25.9.06

Unqualified Yokels Subvert Judicial Process

Flipping through the NY Times this morning, I saw upstate NY was not-well represented with its front page article "In Tiny Courts of New York, Abuses of Law and Power" (link on the post title). In what appears to be a long-researched report, the Times found some shocking breaches of what we define as common judicial proceedings. Courts closed to the public, courts without transcripts of proceedings, courts whose training is a true-false test easier than the one for being a manicurist. My girlfriend's hometown of Malone has a place in the (presumably unwanted) spotlight:

A woman in Malone, N.Y., was not amused. A mother of four, she went to court in that North Country village seeking an order of protection against her husband, who the police said had choked her, kicked her in the stomach and threatened to kill her.

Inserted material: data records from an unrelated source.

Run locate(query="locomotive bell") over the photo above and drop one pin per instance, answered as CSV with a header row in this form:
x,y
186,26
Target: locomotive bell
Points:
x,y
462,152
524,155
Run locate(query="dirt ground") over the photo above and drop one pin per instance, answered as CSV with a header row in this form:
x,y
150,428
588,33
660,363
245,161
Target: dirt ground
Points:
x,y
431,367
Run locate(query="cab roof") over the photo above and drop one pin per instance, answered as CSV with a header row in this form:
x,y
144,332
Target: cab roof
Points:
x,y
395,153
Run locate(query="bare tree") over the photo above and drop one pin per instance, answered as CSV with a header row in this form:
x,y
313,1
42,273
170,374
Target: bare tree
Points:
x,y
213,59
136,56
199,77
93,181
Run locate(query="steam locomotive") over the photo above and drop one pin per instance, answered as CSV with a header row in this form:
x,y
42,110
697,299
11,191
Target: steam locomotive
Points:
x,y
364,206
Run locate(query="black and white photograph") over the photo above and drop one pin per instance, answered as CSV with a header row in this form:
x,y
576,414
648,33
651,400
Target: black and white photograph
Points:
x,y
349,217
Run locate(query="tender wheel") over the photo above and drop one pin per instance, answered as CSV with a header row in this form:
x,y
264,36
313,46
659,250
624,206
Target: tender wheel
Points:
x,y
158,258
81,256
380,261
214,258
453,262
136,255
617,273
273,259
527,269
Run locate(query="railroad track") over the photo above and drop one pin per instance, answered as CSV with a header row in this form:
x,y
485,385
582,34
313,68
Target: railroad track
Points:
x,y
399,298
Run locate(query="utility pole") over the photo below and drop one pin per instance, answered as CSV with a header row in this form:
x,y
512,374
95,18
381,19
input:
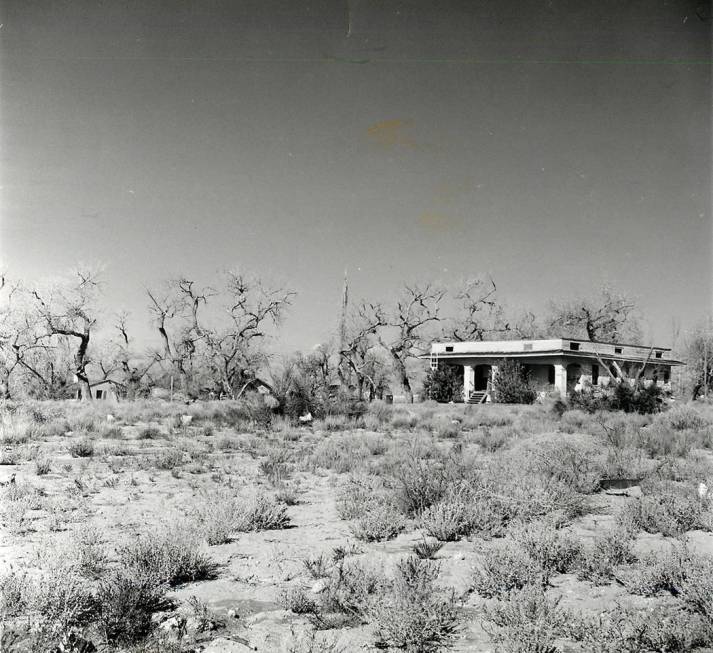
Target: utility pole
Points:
x,y
705,358
343,329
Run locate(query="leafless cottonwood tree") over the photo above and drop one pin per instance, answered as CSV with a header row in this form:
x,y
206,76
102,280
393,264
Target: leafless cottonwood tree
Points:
x,y
134,368
359,356
480,316
22,343
67,310
606,317
218,329
402,329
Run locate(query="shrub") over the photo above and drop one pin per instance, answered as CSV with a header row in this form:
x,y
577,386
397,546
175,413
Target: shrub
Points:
x,y
43,466
81,449
262,513
526,622
444,384
419,482
87,554
575,464
402,419
511,384
276,465
426,549
169,459
668,508
553,550
414,614
608,550
663,627
297,600
380,521
505,568
458,514
349,589
357,495
126,605
637,398
683,418
171,555
318,567
150,433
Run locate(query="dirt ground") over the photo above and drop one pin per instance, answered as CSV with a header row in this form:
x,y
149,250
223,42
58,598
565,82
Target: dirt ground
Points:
x,y
121,492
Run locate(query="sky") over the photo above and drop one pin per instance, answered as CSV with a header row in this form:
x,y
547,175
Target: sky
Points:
x,y
556,145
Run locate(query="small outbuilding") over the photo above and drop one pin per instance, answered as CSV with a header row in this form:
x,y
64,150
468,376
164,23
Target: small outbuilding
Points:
x,y
106,390
559,364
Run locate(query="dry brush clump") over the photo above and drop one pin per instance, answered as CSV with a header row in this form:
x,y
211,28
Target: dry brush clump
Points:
x,y
609,549
225,513
668,507
79,595
526,621
413,613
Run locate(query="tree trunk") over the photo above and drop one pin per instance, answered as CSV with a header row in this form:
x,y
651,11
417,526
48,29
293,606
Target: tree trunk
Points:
x,y
403,377
81,366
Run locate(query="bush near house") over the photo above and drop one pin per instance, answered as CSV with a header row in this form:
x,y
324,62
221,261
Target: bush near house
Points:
x,y
444,384
511,385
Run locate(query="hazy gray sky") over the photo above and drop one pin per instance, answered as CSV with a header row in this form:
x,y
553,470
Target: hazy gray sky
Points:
x,y
556,145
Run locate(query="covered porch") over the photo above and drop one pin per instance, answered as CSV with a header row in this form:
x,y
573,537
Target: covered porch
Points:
x,y
557,365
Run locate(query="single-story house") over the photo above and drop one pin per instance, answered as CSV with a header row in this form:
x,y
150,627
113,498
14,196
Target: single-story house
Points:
x,y
561,364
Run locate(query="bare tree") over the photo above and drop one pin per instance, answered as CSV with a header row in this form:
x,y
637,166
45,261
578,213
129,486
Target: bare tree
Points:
x,y
134,368
606,317
359,358
23,345
218,329
67,309
402,331
480,317
167,310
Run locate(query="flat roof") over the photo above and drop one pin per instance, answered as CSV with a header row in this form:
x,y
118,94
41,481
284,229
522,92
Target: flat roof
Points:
x,y
539,347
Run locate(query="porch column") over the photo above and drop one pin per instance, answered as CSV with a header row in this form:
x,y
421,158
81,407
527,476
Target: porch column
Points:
x,y
468,381
561,379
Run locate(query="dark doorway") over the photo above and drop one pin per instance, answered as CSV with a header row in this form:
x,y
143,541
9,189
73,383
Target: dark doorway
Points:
x,y
482,374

The justice, Donald R. Roberts, a former state trooper with a high school diploma, not only refused, according to state officials, but later told the court clerk, “Every woman needs a good pounding every now and then.”

You think racism is just for George "Macacca" Allen and the rest of the south? Think again:

A black soldier charged in a bar fight near Fort Drum became alarmed when his accuser described him in court as “that colored man.” But the village justice, Charles A. Pennington, a boat hauler and a high school graduate, denied his objections and later convicted him. “You know,” the justice said, “I could understand if he would have called you a Negro, or he had called you a nigger.”

It's not just about breaches of basic human rights (because at this point in our history, we're just about ready to legalize torture anyway, so who cares?) It's also about millions of dollars that aren't accounted for:

The courts also handle money — more than $200 million a year in fines and fees. But the state comptroller’s office, which once conducted scores of justice-court audits every year, now does only a handful. When it looked most recently, auditing a dozen courts in May, it reported serious financial-management problems and estimated that millions of dollars a year might be missing from the justice courts statewide.

Let's hope that this article starts a conversation about revising New York's judicial system.